As autoridades apressaram-se a impedir a partilha dos vídeos virais, mas isso não impediu uma onda de reações e memes online, com celebridades como o cantor nigeriano Davido e o rapper francês Kaaris também a intervir.

Os vídeos despertaram condenação às mulheresenquanto Ebang Engonga foi elogiado pelo seu desempenho – com alguns até sugerindo que ele merecia um prémio equivalente à Bola de Ouro, um prémio anual atribuído ao melhor jogador de futebol do mundo.

Presidente da Guiné Equatorial, Theodore Obiang Nguema
Baltasar Ebang Engonga é sobrinho do presidente da Guiné Equatorial, Teodoro Obiang Nguema (na foto), que lidera o país desde 1979Imagem: Alexander Shcherbak/dpa/imagem aliança

O vice-presidente do país, Theodore Nguema Obiang Mangueescreveu no X que as mulheres casadas estavam participando de “atos que degradam sua reputação e dignidade”.

“Na nossa posição como governo, não podemos continuar a assistir à desintegração das famílias sem tomar qualquer acção”, afirmou.

Quem é Balthasar Ebang?

Antes da sua suspensão devido ao escândalo sexual, Baltasar Ebang Engonga atuou como diretor da Agência Nacional de Investigação Financeira (ANIF) do país.
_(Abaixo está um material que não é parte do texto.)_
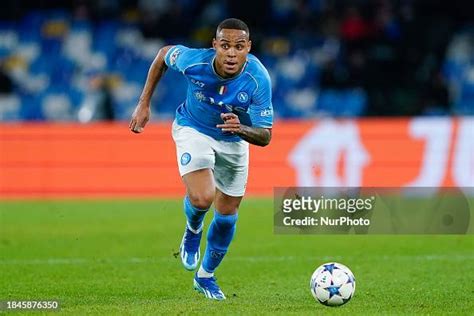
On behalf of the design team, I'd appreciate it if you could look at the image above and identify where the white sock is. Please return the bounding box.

Ele estava sob investigação por suposta corrupção e desvio de fundos públicos quando investigadores públicos se depararam com os vídeos.

Ebang Engonga estava sob custódia na infame prisão de Black Beach, em Malabo, pelas acusações de peculato quando os vídeos foram divulgados, de acordo com a mídia estatal do país, TVGE.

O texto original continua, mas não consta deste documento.